Member of the Assembly of the Republic
- In office 5 April 2002 – 9 March 2005
- Constituency: Viana do Castelo

Personal details
- Born: Jorge Nuno Fernandes Traila Monteiro de Sá 13 June 1977 (age 48)
- Party: Alliance
- Other political affiliations: Social Democratic (formerly)
- Occupation: Politician

= Jorge Nuno de Sá =

Portuguese politician

Jorge Nuno Fernandes Traila Monteiro de Sá (born 13 June 1977) is a Portuguese politician who was the President of Alliance from 2021 to 2025.

== Biography ==
Jorge Nuno de Sá was a member of the Social Democratic Party, having served as a member of the Assembly of the Republic from Viana do Castelo from 2002 to 2005. He was also the leader of the Social Democratic Youth from 29 September 2002 to March 2005.

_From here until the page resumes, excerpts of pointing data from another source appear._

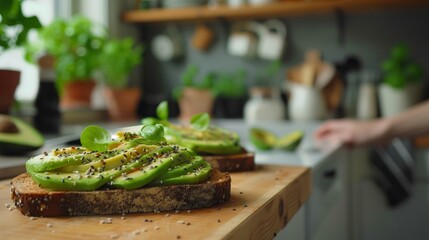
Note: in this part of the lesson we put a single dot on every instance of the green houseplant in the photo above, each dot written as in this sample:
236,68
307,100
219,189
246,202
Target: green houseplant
195,96
402,80
75,44
14,28
230,91
118,59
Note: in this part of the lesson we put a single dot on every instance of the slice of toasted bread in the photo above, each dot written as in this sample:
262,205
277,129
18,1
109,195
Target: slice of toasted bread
240,162
35,201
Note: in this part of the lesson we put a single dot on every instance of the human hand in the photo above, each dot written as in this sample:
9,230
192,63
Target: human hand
353,132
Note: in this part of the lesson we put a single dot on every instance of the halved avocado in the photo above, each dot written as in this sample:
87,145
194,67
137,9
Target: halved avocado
16,136
262,139
290,141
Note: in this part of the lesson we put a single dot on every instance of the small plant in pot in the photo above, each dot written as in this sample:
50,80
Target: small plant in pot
118,59
230,90
402,80
75,45
14,29
195,96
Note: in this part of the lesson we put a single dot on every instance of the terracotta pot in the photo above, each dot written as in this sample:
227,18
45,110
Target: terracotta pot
9,80
122,103
77,94
193,101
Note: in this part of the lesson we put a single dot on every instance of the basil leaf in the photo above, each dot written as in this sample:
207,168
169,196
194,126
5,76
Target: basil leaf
138,141
153,133
95,138
149,121
162,110
200,121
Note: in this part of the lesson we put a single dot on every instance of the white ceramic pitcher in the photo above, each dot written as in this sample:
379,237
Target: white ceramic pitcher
306,103
272,39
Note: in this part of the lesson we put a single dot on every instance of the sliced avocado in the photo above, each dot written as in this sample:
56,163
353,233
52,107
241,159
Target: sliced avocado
193,177
262,139
17,136
93,178
192,165
212,140
290,141
145,174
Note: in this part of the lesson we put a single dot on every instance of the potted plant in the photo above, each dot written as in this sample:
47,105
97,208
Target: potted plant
75,45
117,60
195,96
402,81
14,28
230,91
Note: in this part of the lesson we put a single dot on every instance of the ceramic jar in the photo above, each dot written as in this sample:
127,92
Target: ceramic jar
264,104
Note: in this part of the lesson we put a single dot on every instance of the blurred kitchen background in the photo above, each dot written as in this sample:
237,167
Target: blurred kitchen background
307,60
294,61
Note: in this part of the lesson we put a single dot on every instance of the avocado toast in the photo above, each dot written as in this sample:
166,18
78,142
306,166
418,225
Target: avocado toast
220,147
134,173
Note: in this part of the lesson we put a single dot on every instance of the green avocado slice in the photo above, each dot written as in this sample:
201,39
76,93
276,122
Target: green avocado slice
17,136
290,141
212,140
193,177
92,179
262,139
145,174
183,169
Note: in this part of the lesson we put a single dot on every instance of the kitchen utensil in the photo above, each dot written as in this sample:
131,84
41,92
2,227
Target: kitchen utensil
236,3
261,2
367,100
272,37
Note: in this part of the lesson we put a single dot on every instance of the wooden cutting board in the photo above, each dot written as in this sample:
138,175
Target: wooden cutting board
262,202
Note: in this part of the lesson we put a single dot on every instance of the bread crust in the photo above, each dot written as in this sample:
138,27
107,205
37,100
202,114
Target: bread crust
32,200
240,162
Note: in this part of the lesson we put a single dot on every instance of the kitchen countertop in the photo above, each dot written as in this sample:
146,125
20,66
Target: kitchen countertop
262,202
308,154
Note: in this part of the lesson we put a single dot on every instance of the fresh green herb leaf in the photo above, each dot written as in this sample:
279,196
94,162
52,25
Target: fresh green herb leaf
95,138
153,133
162,110
138,141
150,121
200,121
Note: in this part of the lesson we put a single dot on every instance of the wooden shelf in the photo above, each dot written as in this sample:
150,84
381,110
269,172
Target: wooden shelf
272,10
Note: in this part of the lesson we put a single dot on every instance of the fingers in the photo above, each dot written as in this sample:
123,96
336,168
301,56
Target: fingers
325,129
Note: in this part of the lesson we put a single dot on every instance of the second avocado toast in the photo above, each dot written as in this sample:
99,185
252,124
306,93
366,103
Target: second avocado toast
220,147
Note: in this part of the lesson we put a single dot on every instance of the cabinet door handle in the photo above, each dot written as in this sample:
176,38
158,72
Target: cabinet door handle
330,173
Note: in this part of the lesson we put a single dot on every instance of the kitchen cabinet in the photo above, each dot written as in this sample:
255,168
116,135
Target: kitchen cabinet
372,217
280,9
327,209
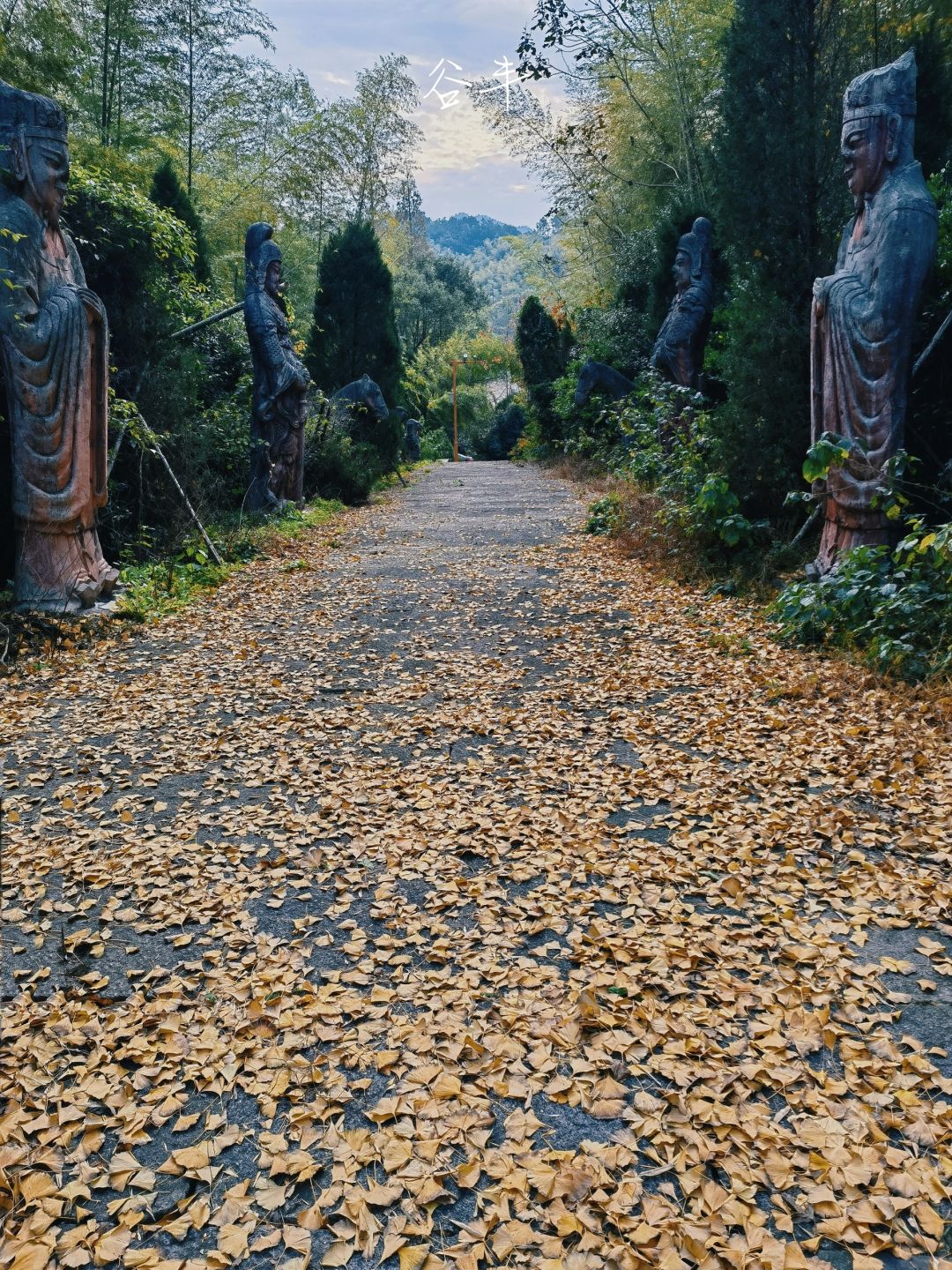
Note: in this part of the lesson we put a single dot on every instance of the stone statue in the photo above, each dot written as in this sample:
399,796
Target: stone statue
863,314
361,395
600,377
280,383
412,439
54,338
680,348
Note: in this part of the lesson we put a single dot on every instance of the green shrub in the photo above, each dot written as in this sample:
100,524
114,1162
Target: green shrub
435,444
893,606
605,516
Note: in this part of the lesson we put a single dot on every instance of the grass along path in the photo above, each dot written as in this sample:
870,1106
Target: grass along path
470,897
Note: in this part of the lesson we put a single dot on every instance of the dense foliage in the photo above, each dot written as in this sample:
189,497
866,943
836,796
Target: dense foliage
353,332
729,109
179,141
466,234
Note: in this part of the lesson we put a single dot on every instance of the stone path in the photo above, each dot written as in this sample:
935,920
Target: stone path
461,886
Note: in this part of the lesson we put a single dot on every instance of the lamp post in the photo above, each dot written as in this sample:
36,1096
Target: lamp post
455,362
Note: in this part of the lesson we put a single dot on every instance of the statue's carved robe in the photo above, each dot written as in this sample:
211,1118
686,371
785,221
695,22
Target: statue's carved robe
680,348
279,403
54,337
861,351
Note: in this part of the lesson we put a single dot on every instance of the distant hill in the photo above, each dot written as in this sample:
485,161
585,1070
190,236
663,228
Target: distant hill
465,234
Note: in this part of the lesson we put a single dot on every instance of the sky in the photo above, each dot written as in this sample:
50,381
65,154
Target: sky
462,167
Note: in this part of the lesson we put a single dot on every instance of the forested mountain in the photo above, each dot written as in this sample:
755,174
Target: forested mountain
465,234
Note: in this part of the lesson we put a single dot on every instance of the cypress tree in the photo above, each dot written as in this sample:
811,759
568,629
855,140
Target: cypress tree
544,352
169,192
354,326
781,202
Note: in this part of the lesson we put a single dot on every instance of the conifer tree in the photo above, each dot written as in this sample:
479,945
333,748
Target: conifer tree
781,202
544,352
354,328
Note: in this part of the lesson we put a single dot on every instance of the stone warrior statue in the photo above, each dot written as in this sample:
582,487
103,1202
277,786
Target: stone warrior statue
863,314
279,378
54,340
680,348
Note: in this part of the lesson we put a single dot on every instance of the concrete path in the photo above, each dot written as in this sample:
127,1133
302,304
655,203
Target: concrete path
458,893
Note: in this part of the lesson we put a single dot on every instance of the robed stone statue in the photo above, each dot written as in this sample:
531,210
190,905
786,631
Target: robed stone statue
279,403
680,348
865,312
54,340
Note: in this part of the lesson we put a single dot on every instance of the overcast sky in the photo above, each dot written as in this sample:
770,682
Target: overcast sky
462,165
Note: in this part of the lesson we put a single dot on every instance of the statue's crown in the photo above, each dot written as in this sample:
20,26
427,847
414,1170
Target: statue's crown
888,89
697,244
260,250
29,115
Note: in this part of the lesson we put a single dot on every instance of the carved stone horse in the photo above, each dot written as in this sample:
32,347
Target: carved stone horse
363,394
599,377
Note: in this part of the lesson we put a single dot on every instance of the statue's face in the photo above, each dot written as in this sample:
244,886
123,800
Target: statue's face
865,145
273,280
681,271
45,172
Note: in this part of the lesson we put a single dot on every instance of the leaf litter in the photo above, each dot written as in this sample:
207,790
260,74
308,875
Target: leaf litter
458,902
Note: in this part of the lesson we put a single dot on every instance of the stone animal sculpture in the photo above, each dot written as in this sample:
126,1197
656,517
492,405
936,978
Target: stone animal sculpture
865,312
363,394
599,377
54,342
279,392
680,348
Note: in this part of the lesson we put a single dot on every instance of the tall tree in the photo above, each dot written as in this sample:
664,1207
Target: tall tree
544,351
354,329
779,204
37,40
167,192
376,136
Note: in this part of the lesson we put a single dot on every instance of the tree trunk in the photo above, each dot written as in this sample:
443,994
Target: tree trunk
104,113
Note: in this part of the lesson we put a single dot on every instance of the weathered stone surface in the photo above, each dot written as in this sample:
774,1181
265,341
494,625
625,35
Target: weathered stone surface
412,439
600,377
863,314
280,380
54,338
680,348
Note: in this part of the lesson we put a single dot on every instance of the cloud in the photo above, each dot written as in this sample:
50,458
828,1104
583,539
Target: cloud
455,140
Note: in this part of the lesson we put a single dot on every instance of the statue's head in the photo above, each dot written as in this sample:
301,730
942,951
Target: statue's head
263,260
692,260
879,123
36,155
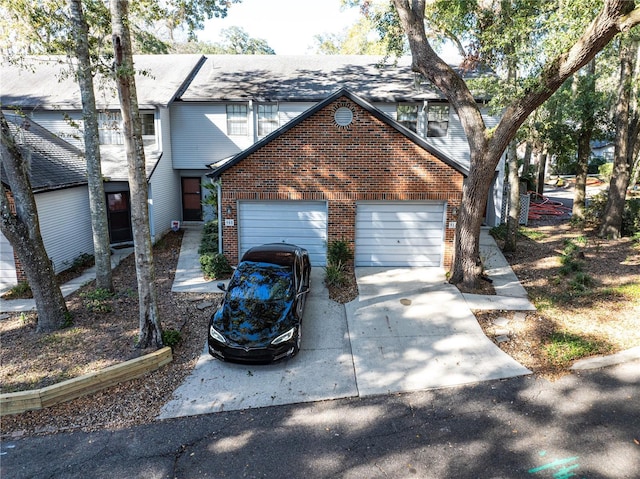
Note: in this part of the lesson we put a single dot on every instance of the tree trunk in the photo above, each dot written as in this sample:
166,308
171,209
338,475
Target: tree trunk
586,88
99,221
22,229
486,146
150,332
513,219
612,217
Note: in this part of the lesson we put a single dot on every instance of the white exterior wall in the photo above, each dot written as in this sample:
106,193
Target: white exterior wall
65,224
164,185
199,132
199,135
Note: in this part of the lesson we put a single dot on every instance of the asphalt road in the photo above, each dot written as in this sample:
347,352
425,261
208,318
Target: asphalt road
585,425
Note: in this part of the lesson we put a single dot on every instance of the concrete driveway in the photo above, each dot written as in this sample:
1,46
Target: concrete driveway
408,330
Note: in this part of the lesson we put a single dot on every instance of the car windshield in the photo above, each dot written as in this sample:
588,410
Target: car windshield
260,282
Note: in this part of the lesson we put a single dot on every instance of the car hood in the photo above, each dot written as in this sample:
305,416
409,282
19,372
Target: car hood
252,323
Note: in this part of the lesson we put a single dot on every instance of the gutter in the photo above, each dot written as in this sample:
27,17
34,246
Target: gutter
219,191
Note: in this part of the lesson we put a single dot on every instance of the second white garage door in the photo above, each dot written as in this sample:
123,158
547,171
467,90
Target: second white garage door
303,223
399,233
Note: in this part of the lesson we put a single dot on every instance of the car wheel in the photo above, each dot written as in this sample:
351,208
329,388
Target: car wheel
299,339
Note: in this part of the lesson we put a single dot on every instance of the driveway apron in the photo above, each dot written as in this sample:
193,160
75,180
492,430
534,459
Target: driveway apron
408,330
411,330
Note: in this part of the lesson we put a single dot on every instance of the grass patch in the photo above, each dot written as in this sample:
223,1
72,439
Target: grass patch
562,348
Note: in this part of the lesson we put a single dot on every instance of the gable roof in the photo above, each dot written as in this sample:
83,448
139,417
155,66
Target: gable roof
221,167
308,78
54,163
45,82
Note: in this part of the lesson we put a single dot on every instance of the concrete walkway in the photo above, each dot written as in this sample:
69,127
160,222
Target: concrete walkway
408,330
16,305
510,295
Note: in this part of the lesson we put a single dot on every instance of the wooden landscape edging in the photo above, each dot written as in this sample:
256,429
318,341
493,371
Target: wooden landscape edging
22,401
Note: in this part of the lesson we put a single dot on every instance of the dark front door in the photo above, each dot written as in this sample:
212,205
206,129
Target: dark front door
119,214
191,199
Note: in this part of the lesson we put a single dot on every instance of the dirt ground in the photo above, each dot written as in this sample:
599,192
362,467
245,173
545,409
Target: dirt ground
603,310
99,339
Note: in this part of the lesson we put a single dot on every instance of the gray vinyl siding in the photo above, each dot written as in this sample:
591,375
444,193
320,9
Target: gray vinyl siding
8,276
55,122
164,185
288,111
65,224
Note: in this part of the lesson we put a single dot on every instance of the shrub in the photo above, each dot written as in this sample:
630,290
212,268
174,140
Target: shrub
83,261
581,282
209,242
335,275
215,265
605,170
171,337
19,291
98,300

In November 2010, he was the only member of the council of the PSD to vote against the candidacy of incumbent President Cavaco Silva in the 2011 presidential election. In February 2011 he married a man, in what was the first same-sex marriage of a Portuguese politician.

After leaving the Social Democratic Party following disagreements with Pedro Passos Coelho, at the time the leader of the PSD, Sá joined Alliance, a party created by former Prime minister Pedro Santana Lopes. Following the 2019 election, when Alliance failed to elect any seats in the Assembly of the Republic, Santana Lopes left the party, leaving Paulo Bento as its leader. Nuno de Sá ran for the leadership in October 2021, becoming the third President of Alliance.

In the 2021 local elections, Jorge Nuno de Sá was a candidate for the municipal assembly of Lisbon, running under the New Times coalition of Carlos Moedas, being elected. He was reelected in 2025, as an independent under the PSD/CDS/IL coalition.